眼瞅着就要落入九幽黄泉,但下一刻,他却感知到整个身子骤然失重,如同置身真空。四周的腥臭不见,残肢断臂不显,唯有空荡荡的一片。
他抬头,灰蒙蒙,白森森的头顶,有万支飞箭来袭,它们闪烁着银光,竟全是宝器级箭矢。
回首,耳侧,轰隆声响彻整片空间,竟是有千百道雷电,劈了过来。
垂眉,脚底,竟然有漫天的大火,涌了过来。熊熊烈火,滔滔来势,似能燃烧掉整片寰宇。
继箭矢、雷电、烈火之后,整片空间里,更是有成群的妖兽、猛禽、厉鬼、妖邪等等等,直接扑了过来。
“哼,虚妄而已。”
凤歌闭上眼,任由那所谓的雷火焚烧,任由万箭穿心,任由雷电加诸己身,起始有刹那间的疼痛,但凝神之后,却没有丝毫感觉。
这的确就是幻境,乃是白擎岳的绝杀段,是其浸淫《神魂诡变》后,领悟的诡变功法。
若是寻常武者,即使是开窍乃至周天初期,神魂不够强大,真有可能被这白擎岳弄出的幻境给蒙蔽,被活活耗死在幻境里。

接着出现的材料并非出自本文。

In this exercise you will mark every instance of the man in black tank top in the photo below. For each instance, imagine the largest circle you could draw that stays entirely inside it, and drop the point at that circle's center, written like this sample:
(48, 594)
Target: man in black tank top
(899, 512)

然而,凤歌有着庞大的魂海,有着恐怖的神念,早就看穿了这低劣幻境。
他震荡魂海,激起恐怖的魂能,驱动神念,于下一秒破开了虚幻,再见了真实世界。
此时,那白擎岳正是一脸的后怕,抓着一支长箭,松了口气,直刺凤歌。
然而,就在佣兵团众人的怒吼声,在天诏众武者深深吐气之时,凤歌睁开了血眸,吓得白擎岳一个哆嗦,竟是松开了。
“怎,怎么可能!?”
白擎岳一脸煞白,似在问凤歌,又像是在质问苍天为何会生出这样一个妖孽。他浑身颤抖着,竟是被凤歌摧毁了抵抗意志!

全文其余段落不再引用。